Search code examples
assemblyx86sseraytracingfpu

some intersectRaySphere c procedure optymization through rewriting it to x86 asm (How?)


Hullo, I've got not to much knowledge in assembly, and i am thinking how to optimize it by rewriting this in x86 (32-bit fpu or sse2) assembly, thing should be optimized - rewritten in correct assembly, then I will test if I've got some speed up (length() and dot() should be written in asm here also) This code is used by my simple real time ray-tracer and it works - but I am not much good in asm optimizations)

    inline float intersectRaySphere(float3* rO, float3* rV, float3* sO, float sR)
   {
    static float3 Q;

    Q = sub(sO,rO);
    float c = length(&Q);
    float v = dot(&Q,rV);
    float d = sR*sR - (c*c - v*v);

    // If there was no intersection, return -1
    if (d < 0.0) return (-1.0f);

    // Return the distance to the [first] intersecting point
    return (v - sqrt(d));
    }

Thank You in Advance

//edits

    struct float3
    {
     float x;
     float y;
     float z;
    };


    inline float length(float3* v) {
     return sqrt( (v->x)*(v->x) + (v->y)*(v->y) + (v->z)*(v->z) );
    }

   inline float dot(float3* a, float3* b) {
     return (*a).x * (*b).x + (*a).y * (*b).y + (*a).z * (*b).z;
   }

and demo exe (unoptymized in not even so much optymized c):

dl.dropbox.com/u/42887985/re29.zip

Maybe someone could give me a somewhat good fpu asm routines for length dot (or normalize not shown here) ?? Though whole procedure for intersect procedure would be the best ;-)


Solution

  • This isn't a "nice" function to convert to SSE. Almost nothing is actually parallel. So let's change the function to intersect 4 rays at once. And it would help if the rays were stores in SOA (struct of arrays) instead of AOS (array of structs) as well.
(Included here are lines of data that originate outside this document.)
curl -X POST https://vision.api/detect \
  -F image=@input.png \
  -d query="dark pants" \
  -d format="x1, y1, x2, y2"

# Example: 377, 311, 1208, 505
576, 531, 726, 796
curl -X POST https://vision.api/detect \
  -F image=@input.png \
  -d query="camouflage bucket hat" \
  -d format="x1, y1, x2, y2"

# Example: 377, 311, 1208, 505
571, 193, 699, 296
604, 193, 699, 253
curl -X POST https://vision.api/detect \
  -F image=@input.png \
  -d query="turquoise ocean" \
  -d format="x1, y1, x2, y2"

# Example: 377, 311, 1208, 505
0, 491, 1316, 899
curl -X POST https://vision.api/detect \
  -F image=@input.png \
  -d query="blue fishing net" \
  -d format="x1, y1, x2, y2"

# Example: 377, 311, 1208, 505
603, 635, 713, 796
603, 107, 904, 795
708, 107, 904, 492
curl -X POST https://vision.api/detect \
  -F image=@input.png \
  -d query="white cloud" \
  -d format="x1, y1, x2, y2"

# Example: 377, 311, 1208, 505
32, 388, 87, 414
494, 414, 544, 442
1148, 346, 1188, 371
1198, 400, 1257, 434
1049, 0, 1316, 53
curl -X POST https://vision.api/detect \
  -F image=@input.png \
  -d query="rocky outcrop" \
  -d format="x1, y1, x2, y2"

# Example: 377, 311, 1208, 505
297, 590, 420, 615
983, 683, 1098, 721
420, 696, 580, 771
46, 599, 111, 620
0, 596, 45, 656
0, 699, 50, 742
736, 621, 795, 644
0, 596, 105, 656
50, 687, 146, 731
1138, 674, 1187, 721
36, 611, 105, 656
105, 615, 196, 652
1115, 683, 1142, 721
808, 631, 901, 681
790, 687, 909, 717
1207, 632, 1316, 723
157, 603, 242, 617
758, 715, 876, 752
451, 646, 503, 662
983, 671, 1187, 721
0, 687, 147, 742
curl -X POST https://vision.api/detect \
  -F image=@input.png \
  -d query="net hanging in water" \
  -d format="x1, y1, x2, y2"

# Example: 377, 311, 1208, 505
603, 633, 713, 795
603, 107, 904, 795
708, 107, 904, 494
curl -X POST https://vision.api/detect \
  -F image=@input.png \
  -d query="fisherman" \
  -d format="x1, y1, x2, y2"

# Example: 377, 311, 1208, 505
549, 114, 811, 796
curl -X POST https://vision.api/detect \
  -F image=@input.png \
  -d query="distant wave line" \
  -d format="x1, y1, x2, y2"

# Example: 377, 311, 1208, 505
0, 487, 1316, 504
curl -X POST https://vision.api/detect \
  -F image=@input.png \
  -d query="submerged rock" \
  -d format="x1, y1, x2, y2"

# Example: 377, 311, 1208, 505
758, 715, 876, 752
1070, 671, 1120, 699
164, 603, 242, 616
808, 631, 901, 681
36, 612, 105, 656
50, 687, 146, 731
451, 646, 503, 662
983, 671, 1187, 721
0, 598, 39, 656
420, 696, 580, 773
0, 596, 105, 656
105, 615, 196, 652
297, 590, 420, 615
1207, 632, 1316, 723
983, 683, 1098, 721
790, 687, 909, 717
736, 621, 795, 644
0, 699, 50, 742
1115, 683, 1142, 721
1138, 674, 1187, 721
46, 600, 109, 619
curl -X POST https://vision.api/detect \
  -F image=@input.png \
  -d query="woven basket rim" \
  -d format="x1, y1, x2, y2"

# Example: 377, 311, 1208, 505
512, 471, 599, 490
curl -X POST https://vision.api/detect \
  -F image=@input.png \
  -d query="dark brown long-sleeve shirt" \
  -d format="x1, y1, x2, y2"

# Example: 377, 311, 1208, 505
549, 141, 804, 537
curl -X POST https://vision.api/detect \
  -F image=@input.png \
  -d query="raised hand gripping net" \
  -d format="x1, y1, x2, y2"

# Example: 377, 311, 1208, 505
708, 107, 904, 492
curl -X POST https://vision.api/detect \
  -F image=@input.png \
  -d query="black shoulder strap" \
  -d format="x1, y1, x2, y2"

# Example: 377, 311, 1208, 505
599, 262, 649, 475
    With those changes, it might become something like this (not tested in any way):

    inline void intersect4RaysSphere(
     float* rOx, float* rOy, float* rOz,
     float* rVx, float* rVy, float* rVz,
     float sOx, float sOy, float sOz,
     float sR)
    {
        // calculate Q
        movss xmm0, sOx
        movss xmm1, sOy
        movss xmm2, sOz
        shufps xmm0, xmm0, 0
        shufps xmm1, xmm1, 0
        shufps xmm2, xmm2, 0
        subps xmm0, [rOx]
        subps xmm1, [rOy]
        subps xmm2, [rOz]
        // calculate pow(dot(Q, rV), 2) in xmm3
        movaps xmm3, [rVx]
        movaps xmm4, [rVy]
        movaps xmm5, [rVz]
        mulps xmm3, xmm0
        mulps xmm4, xmm1
        mulps xmm5, xmm2
        addps xmm3, xmm4
        addps xmm3, xmm5
        movaps xmm4, xmm3
        mulps xmm3, xmm3
        // calculate pow(length(Q), 2)
        // there's no point in taking the square root only to then square it
        mulps xmm0, xmm0
        mulps xmm1, xmm1
        mulps xmm2, xmm2
        addps xmm0, xmm1
        addps xmm0, xmm2
        // calculate d
        movss xmm1, sR
        mulss xmm1, xmm1
        shufps xmm1, xmm1, 0
        subps xmm0, xmm3
        subps xmm1, xmm0
        sqrtps xmm1, xmm1
        // test for intersection
        // at this point:
        // xmm3 = v * v
        // xmm4 = v
        // xmm1 = sqrt(d)
        movaps xmm0, [minus1]  // memory location with { -1.0, -1.0, -1.0, -1.0 }
        subps xmm4, xmm1
        // get a mask of d's smaller than 0.0
        psrad xmm1, 31
        // select -1 if less than zero or v*v - d if >= 0
        andps xmm0, xmm1
        andnps xmm1, xmm4
        orps xmm0, xmm1
        ret
    }
    

    Version with intrinsics (only slightly tested - it's compilable and seems to generate OK assembly):

    __m128 intersect4RaysSphere(
         float* rOx, float* rOy, float* rOz,
         float* rVx, float* rVy, float* rVz,
         float sOx, float sOy, float sOz,
         float sR)
    {
        __m128 Qx = _mm_sub_ps(_mm_set1_ps(sOx), _mm_load_ps(rOx));
        __m128 Qy = _mm_sub_ps(_mm_set1_ps(sOy), _mm_load_ps(rOy));
        __m128 Qz = _mm_sub_ps(_mm_set1_ps(sOz), _mm_load_ps(rOz));
        __m128 v = _mm_add_ps(_mm_mul_ps(Qx, _mm_load_ps(rVx)),
                   _mm_add_ps(_mm_mul_ps(Qy, _mm_load_ps(rVy)),
                              _mm_mul_ps(Qz, _mm_load_ps(rVz))));
        __m128 vsquared = _mm_mul_ps(v, v);
        __m128 lengthQsquared = _mm_add_ps(_mm_mul_ps(Qx, Qx),
                                _mm_add_ps(_mm_mul_ps(Qy, Qy),
                                           _mm_mul_ps(Qz, Qz)));
        __m128 sr = _mm_set1_ps(sR);
        __m128 d = _mm_sub_ps(_mm_mul_ps(sr, sr), _mm_sub_ps(lengthQsquared, vsquared));
        __m128 mask = _mm_castsi128_ps(_mm_srai_epi32(_mm_castps_si128(d), 31));
        //__m128 result = _mm_or_ps(_mm_and_ps(_mm_set1_ps(-1.0f), mask),
                                  _mm_andnot_ps(mask, _mm_sub_ps(vsquared, d)));
        __m128 result = _mm_or_ps(_mm_and_ps(_mm_set1_ps(-1.0f), mask),
                                  _mm_andnot_ps(mask, _mm_sub_ps(v, _mm_sqrt_ps(d))));
        return result;
    }